Saint Paul names three attitudes that prepare us to welcome Christ authentically: constant joy, steadfast prayer, and continuous thanksgiving. These attitudes do not float above life—they are formed in the very texture of daily existence. Joy opens the heart to God’s presence; prayer orients the heart toward God’s desire; gratitude enlarges the heart to recognize everything as gift. Together they shape a disposition where the Incarnation can be truly received. 

This threefold rhythm—joy, prayer, gratitude—articulates the fullness of Christian maturity. Philosophically, it integrates the human longing for meaning with the divine initiative of grace. Spiritually, it forms an inner atmosphere of hope. Pastorally, it offers a simple yet profound pathway for believers navigating the complexities of modern life. In the end, Gaudete Sunday proclaims that Christ comes not only into history but into the receptive human heart. Joy clears space, prayer centers our attention, and gratitude deepens our capacity to receive.

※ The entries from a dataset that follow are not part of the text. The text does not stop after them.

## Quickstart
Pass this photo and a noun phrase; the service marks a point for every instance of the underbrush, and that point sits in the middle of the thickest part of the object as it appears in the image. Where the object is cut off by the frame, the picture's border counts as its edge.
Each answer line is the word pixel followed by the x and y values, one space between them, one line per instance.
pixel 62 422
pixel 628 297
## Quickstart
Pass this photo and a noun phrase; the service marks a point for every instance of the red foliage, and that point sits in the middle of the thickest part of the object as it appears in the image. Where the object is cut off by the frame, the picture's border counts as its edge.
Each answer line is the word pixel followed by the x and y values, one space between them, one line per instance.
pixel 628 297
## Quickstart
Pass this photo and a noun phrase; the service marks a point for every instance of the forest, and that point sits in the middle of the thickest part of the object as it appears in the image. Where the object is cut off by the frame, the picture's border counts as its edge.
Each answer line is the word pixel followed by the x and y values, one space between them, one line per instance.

In these three attitudes, Christmas becomes more than an external feast—it becomes an interior transformation. And so, as the Church lifts the rose candle, it invites every disciple to echo that ancient call: Rejoice, pray, give thanks—for the Lord is nearby. 

A Prayer for Gaudete Sunday 
Lord Jesus, teach us the joy that remains, 
the prayer that steadies, 
and the gratitude that transforms. 
Open our hearts to welcome You—in silence, in simplicity, in hope. 
Come, Lord Jesus. Come and be born in us anew.